483.25(e) Incontinence.
483.25(e)(1) The facility must ensure that resident who is continent of bladder and bowel on admission receives services and assistance to maintain continence unless his or her clinical condition is or becomes such that continence is not possible to maintain.

483.25(e)(2)For a resident with urinary incontinence, based on the resident's comprehensive assessment, the facility must ensure that-
(i) A resident who enters the facility without an indwelling catheter is not catheterized unless the resident's clinical condition demonstrates that catheterization was necessary;
(ii) A resident who enters the facility with an indwelling catheter or subsequently receives one is assessed for removal of the catheter as soon as possible unless the resident's clinical condition demonstrates that catheterization is necessary; and
(iii) A resident who is incontinent of bladder receives appropriate treatment and services to prevent urinary tract infections and to restore continence to the extent possible.
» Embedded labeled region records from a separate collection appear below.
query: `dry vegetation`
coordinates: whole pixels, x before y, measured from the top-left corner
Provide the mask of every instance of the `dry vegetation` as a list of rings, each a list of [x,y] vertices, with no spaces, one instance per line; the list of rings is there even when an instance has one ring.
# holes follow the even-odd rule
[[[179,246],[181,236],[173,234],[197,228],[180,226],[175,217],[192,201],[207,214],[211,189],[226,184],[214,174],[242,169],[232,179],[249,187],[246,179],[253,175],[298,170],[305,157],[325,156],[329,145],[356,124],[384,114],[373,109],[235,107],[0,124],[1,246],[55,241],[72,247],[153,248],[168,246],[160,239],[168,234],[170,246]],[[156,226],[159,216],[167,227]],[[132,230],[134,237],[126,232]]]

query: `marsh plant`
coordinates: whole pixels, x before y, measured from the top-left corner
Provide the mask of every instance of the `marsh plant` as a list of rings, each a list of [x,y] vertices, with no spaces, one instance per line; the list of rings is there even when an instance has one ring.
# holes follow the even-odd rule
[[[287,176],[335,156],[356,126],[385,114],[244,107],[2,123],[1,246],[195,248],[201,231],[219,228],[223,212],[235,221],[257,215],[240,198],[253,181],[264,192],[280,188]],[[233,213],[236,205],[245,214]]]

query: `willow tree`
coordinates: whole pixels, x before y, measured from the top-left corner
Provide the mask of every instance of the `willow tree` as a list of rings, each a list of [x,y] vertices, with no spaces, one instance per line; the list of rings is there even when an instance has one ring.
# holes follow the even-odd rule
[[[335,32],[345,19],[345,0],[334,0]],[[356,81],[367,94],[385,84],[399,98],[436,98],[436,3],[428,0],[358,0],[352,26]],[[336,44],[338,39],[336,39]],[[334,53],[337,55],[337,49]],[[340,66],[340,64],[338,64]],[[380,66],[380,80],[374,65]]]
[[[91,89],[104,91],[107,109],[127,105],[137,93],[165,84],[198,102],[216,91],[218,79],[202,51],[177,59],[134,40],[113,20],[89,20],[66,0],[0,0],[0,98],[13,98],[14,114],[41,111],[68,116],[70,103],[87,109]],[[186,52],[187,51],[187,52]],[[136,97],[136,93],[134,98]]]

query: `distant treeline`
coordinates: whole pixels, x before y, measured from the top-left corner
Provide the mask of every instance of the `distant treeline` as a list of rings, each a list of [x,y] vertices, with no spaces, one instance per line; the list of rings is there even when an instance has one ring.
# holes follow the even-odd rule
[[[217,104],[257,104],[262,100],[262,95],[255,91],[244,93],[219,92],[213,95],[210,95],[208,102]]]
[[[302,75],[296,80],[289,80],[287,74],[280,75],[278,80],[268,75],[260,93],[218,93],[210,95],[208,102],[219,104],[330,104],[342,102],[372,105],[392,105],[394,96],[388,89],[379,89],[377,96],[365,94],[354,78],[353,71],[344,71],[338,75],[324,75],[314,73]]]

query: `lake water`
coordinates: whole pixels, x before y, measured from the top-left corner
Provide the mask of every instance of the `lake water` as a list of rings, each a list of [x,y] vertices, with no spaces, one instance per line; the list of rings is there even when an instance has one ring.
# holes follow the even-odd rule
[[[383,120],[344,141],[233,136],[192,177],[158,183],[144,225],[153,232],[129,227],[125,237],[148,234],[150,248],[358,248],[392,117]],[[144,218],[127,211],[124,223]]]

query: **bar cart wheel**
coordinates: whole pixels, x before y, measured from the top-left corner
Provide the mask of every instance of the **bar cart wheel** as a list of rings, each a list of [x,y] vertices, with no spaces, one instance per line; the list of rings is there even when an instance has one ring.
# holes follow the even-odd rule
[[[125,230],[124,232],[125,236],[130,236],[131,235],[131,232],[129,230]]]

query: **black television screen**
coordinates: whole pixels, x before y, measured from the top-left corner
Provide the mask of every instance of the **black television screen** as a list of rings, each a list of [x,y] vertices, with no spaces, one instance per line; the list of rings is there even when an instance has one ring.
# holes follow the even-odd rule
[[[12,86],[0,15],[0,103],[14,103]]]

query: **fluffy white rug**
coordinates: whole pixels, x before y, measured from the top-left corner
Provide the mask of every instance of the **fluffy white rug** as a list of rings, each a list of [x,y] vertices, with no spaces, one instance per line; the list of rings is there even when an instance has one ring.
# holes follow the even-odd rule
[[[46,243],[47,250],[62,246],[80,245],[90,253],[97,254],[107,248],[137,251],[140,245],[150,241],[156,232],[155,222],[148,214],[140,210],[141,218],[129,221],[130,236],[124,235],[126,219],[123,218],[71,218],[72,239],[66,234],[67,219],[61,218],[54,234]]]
483.25(e)(3) For a resident with fecal incontinence, based on the resident's comprehensive assessment, the facility must ensure that a resident who is incontinent of bowel receives appropriate treatment and services to restore as much normal bowel function as possible.
Observations:

Based on review of clinical records, and staff interview, it was determined that the facility failed to thoroughly assess and evaluate bladder function and implement individualized interventions to restore or maintain bladder function to the extent possible for two out of 12 sampled residents (Residents 3, and 19).

Findings include:

Review of Resident 3's clinical record indicated that the resident was admitted to the facility on May 30, 2021, and had diagnoses that included diabetes, hypertension, and dementia.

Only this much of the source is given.